Consciousness Meets DNA

Epigenetics: Where Consciousness Meets DNA » Brain World

Consciousness Meets DNA

It’s like an off-beat Science Fiction show… Consciousness Meets DNA. One might expect a rogue scientist to buddy up with an ancient kung fu master but this is real research and may fundamentally change how we view health and even evolution.

Often described as our “blueprints”, genetics were cast as immutable forces that dictated what went on with our bodies. That “blueprint” model has changed with epigenetics where gene expression can be triggered by our lifestyles and environments.
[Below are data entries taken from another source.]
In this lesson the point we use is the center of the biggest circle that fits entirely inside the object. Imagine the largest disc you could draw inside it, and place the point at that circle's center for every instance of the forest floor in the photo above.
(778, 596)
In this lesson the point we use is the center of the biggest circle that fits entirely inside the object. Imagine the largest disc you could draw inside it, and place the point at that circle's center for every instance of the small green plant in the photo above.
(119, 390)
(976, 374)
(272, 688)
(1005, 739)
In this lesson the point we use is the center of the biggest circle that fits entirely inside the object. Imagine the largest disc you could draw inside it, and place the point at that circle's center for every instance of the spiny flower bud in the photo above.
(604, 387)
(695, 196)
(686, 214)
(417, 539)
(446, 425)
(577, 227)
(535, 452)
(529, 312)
Now, the study of epigenetics is illuminating more of the intricacies of how our genes affect, and are affected by, our life. “Epi” comes from Greek, meaning “upon,” “over,” or “near,” so epigenetics is the study of mechanisms “on top of” or “near” the classical mechanisms that affect gene expression. In particular epigenetics looks at how genes are activated or suppressed not by changes to the underlying DNA sequence but by dynamic processes connected to our everyday choices and experiences.

Why is this so important? Aside from advancing the ability to diagnose and treat diseases that originate in our genome, epigenetic research shows we have a greater potential to affect who we are, how we are, and even what we are. The phrase “it’s genetic,” no longer means something is determined by forces beyond our control. In fact, epigenetics suggests that what happens in our bodies and what we pass on to our children could be very much a result of how we use our brains and bodies.

First, let’s take a moment to summarize the “classical” mechanism of genetic change — it’s the mutation, deletion, or insertion of DNA into the genome. Mutations occur randomly over time. Deletion and insertion can also accrue over time and may be accelerated by environmental factors, but they typically occur slowly.

Epigenetic mechanisms, however, alter the way genes are expressed without changing the underlying DNA structure. Some of these mechanisms include DNA methylation and histone modification, two processes that can be triggered by immediate environmental as well as experiential stimuli — reinforcing that we are at least in part, products of our own environment. They can be passed on to future generations, and these mechanisms can even reverse back to a former state over time. This means evolution has the potential to proceed much more quickly and in different directions than we once imagined.